Hailing the deal to deliver 300 aircraft to Chinese airlines, Boeing's CEO Dennis Muilenburg said China was quickly overtaking the US and "becoming the largest aviation market in the world."
The giant order worth 34 billion euros ($38 billion,) was announced to coincide with President Xi Jingping's tour of a Boeing plant near Seattle. The Chinese leader began a state visit to the US on Wednesday.
The deal will be made up of 240 planes sold directly to airlines and 60 aircraft destined for leasing companies, the company said in a news release.
China Aviation Supplies Holding, ICBC Financial Leasing and China Development Bank Leasing inked the agreement after Xi's arrival in Seattle, the Chinese news agency Xinhua reported.
Xi told hundreds of Boeing employees at the factory that he sees bright prospects for future collaboration between China and Boeing.

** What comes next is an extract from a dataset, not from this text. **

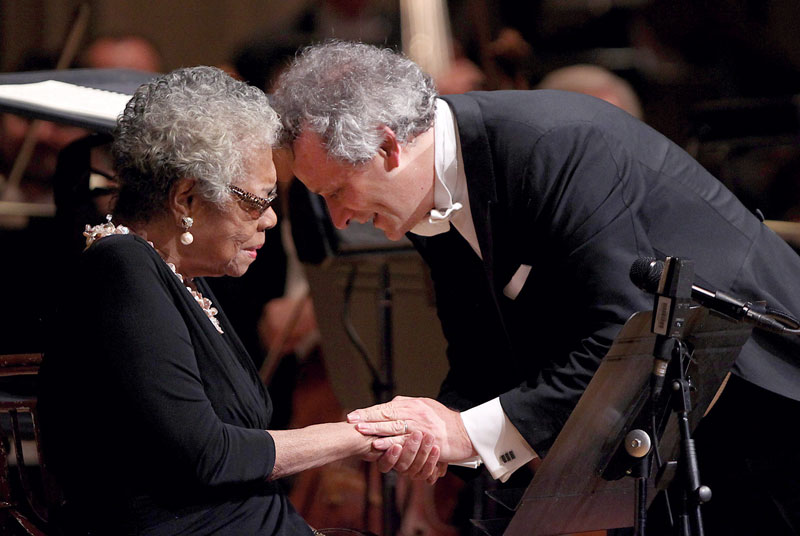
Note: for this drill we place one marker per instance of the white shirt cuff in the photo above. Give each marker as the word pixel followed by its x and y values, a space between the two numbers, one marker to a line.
pixel 498 443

Boeing and a state-owned Chinese partner, Commercial Aircraft Corporation of China, will also build an aircraft assembly plant in China, where the 737 jet will be produced. Known as a completion center, it would finish, paint and deliver 737s built in the US.

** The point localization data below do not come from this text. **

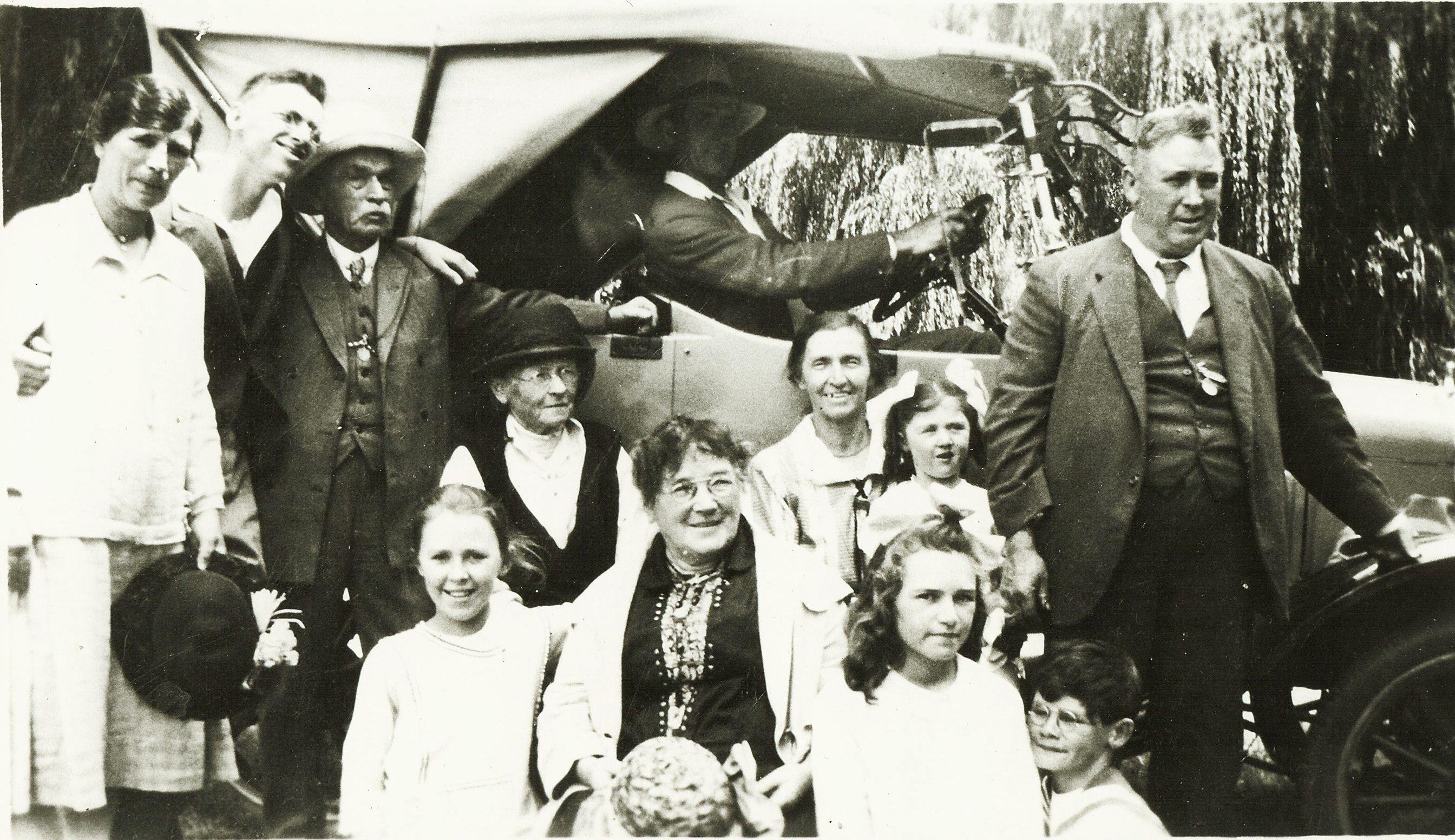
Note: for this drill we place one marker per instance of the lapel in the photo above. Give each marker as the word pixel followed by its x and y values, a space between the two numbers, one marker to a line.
pixel 777 615
pixel 390 277
pixel 324 286
pixel 1113 294
pixel 1227 292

Wednesday's deal was quickly lambasted by Republican presidential front-runner Donald Trump, who said the planned new facility in China could hurt American jobs. But the company said its plans in Asia would not lead to layoffs at home.
Analysts say Boeing is attempting to match its European rival Airbus' presence in China, after it opened its first assembly line outside of Europe in Tianjin in 2008. In July, Airbus agreed to build a second completion and delivery centre for A330 jets in China.
Boeing predicts within 20 years, the Chinese market will be worth around $950 billion.
Shares in the jet manufacturer fell 1.5 percent to $132.05 in afternoon trading in New York on Wednesday.